For example, $$\begin{align} \{1,2,3\}^{(2)} &= \{1+1, 1+2, 1+3, 2+1, 2+2, 2+3, 3+1, 3+2, 3+3\}\\ &=\{2,3,4,5,6\} \end{align}$$

If \$S\$ contains \$n\$ elements, then \$S^{(k)}\$ contains at most \$\binom{n+k-1}{k} = \frac{(n + k - 1)!}{(n-1)!k!}\$ distinct elements. If \$S^{(k)}\$ contains this number of distinct elements, we call it \$k\$-maximal. The set \$S = \{1,2,3\}\$ given in the example above is not \$2\$-maximal because \$1 + 3 = 2 + 2\$.

Challenge

Given a positive integer k, your task is to return the lexicographically earliest infinite list of nonnegative integers such that for every \$n\$ the set consisting of the first \$n\$ terms of \$S\$ is \$k\$-maximal.

You can return a literal (infinite) list/stream, you can provide function that takes a parameter i and returns the \$i\$th element of the list, or you can give any other reasonable answer.

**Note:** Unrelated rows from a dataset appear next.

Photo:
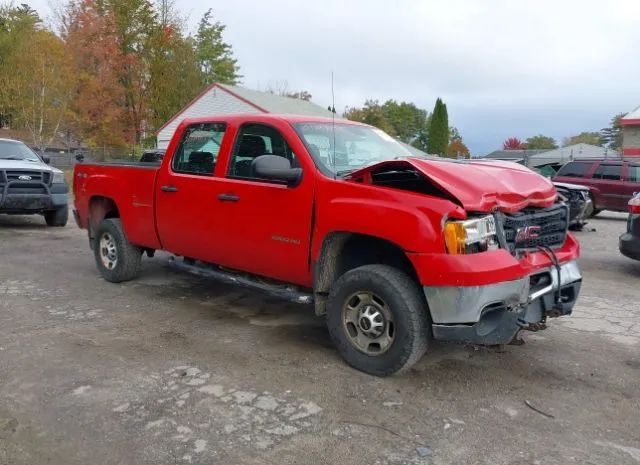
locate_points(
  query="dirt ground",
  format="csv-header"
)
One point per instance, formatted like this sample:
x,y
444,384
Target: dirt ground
x,y
173,369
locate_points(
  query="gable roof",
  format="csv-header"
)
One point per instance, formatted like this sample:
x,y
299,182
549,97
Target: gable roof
x,y
631,118
263,102
512,154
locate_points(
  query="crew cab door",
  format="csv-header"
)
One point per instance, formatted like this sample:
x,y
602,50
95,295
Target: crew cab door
x,y
268,224
188,219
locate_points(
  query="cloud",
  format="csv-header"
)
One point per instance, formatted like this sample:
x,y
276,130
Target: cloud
x,y
504,67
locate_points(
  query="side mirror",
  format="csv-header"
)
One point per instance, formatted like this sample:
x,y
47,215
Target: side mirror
x,y
276,168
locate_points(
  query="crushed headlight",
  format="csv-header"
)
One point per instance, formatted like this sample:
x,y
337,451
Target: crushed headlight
x,y
471,236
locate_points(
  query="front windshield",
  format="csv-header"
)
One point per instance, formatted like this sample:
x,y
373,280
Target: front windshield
x,y
342,148
10,150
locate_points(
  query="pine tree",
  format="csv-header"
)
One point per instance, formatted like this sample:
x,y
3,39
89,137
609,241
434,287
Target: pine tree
x,y
214,55
439,130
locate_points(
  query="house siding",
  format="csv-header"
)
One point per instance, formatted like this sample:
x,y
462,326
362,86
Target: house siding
x,y
214,102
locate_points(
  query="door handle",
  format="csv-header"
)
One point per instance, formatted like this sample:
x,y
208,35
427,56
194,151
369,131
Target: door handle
x,y
228,198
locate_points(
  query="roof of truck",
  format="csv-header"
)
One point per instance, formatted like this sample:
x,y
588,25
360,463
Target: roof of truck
x,y
258,117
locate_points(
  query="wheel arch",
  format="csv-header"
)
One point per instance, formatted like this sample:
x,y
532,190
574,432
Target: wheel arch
x,y
342,251
100,208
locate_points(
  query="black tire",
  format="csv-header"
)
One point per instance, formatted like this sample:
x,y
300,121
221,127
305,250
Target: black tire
x,y
57,218
405,302
128,258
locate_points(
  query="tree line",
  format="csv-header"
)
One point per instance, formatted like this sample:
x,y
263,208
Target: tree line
x,y
609,137
429,132
109,73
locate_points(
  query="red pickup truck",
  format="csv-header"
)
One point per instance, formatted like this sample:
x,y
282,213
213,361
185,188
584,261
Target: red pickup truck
x,y
395,249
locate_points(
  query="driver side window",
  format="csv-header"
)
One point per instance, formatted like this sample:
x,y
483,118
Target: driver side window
x,y
253,141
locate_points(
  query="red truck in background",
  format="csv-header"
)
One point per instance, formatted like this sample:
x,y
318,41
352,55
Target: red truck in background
x,y
395,249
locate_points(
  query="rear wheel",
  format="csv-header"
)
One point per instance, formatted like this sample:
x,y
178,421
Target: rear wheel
x,y
377,317
116,259
57,217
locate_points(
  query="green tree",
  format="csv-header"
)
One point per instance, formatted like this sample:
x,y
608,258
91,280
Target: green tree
x,y
591,138
371,113
457,149
404,121
612,135
410,124
540,142
214,55
438,129
168,91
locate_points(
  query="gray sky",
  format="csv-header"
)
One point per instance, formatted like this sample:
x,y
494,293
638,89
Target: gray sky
x,y
504,67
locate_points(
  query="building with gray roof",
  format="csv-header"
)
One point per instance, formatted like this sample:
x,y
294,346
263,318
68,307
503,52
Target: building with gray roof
x,y
223,99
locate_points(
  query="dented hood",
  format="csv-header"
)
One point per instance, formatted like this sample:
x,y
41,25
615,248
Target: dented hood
x,y
480,186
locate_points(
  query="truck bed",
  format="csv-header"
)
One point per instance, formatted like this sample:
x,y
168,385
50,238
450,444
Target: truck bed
x,y
130,184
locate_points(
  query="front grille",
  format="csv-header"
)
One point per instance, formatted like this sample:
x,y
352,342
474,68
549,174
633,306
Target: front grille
x,y
533,227
36,176
32,182
16,188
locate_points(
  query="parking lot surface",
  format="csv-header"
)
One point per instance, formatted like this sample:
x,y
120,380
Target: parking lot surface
x,y
174,369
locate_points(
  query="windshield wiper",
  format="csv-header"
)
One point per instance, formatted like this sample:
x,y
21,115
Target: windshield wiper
x,y
345,172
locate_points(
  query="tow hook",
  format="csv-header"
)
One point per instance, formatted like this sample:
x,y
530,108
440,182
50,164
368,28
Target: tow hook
x,y
541,325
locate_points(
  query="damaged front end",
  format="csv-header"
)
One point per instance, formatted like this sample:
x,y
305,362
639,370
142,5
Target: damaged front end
x,y
494,314
508,265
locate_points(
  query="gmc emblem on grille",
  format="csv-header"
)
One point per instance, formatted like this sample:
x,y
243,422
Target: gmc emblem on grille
x,y
527,233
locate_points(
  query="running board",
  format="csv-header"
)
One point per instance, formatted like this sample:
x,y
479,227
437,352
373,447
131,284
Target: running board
x,y
285,291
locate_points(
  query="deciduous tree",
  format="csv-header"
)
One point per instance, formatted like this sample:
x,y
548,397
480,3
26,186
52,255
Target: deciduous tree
x,y
592,138
100,114
42,88
540,142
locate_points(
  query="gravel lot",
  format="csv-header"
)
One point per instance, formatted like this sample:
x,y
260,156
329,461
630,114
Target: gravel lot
x,y
172,369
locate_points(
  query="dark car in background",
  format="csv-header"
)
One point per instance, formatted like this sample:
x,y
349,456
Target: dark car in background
x,y
630,240
612,182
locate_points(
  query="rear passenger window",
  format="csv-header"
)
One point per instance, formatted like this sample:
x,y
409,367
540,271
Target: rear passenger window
x,y
198,149
253,141
608,172
574,169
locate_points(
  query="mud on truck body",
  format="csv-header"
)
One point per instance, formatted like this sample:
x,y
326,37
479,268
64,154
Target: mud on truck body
x,y
394,250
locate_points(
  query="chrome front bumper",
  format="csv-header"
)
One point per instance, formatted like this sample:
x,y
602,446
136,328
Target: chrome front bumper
x,y
493,314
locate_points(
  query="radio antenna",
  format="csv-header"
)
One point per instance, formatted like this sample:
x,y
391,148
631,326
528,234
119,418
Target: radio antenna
x,y
333,124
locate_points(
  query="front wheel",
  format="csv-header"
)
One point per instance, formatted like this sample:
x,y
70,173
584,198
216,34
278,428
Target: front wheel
x,y
378,319
116,259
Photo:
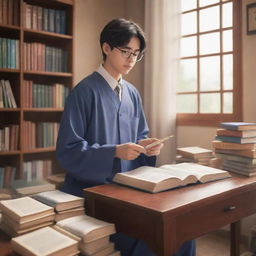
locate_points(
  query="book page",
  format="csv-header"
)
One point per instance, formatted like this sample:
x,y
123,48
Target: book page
x,y
24,206
201,172
44,241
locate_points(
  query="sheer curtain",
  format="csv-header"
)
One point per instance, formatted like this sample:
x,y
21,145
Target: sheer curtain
x,y
161,60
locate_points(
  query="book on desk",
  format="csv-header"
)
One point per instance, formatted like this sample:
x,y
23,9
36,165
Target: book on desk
x,y
153,179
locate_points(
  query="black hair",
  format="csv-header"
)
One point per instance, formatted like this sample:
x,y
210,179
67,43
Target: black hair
x,y
118,33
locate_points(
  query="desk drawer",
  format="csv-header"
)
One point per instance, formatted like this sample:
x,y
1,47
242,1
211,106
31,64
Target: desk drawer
x,y
212,216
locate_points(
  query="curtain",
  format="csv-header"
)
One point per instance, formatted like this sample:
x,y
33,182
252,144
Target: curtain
x,y
160,76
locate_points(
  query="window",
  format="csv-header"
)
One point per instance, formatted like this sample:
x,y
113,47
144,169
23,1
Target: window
x,y
209,88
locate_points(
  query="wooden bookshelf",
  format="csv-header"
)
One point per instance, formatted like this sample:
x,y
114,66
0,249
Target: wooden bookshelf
x,y
44,31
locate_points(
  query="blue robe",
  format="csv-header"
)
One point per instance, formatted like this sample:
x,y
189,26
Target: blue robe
x,y
93,123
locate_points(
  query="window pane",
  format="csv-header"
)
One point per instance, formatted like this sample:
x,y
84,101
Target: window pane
x,y
210,103
228,102
187,103
227,41
210,73
188,76
207,2
227,15
228,72
210,43
188,46
188,5
188,23
209,18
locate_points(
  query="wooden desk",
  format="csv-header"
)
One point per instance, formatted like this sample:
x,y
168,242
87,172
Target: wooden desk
x,y
165,220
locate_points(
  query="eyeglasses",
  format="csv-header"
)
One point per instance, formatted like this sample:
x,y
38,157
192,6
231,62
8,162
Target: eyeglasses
x,y
128,54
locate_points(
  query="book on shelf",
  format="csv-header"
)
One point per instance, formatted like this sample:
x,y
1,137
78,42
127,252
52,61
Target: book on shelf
x,y
194,152
240,126
232,146
153,179
59,200
245,153
55,243
236,133
87,228
25,208
24,187
236,139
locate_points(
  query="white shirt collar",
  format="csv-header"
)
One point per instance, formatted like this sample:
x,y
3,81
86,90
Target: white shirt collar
x,y
110,79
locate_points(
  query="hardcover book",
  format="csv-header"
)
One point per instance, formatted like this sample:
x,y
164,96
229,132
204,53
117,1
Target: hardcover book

This is so shortest code wins.

Test Data

 k | S^(k)
---+------------------------------------------------------------
 1 | 0, 1, 2,  3,   4,   5,    6,    7,     8,     9,    10, ...
 2 | 0, 1, 3,  7,  12,  20,   30,   44,    65,    80,    96, ...
 3 | 0, 1, 4, 13,  32,  71,  124,  218,   375,   572,   744, ...
 4 | 0, 1, 5, 21,  55, 153,  368,  856,  1424,  2603,  4967, ...
 5 | 0, 1, 6, 31, 108, 366,  926, 2286,  5733, 12905, 27316, ...
 6 | 0, 1, 7, 43, 154, 668, 2214, 6876, 16864, 41970, 94710, ...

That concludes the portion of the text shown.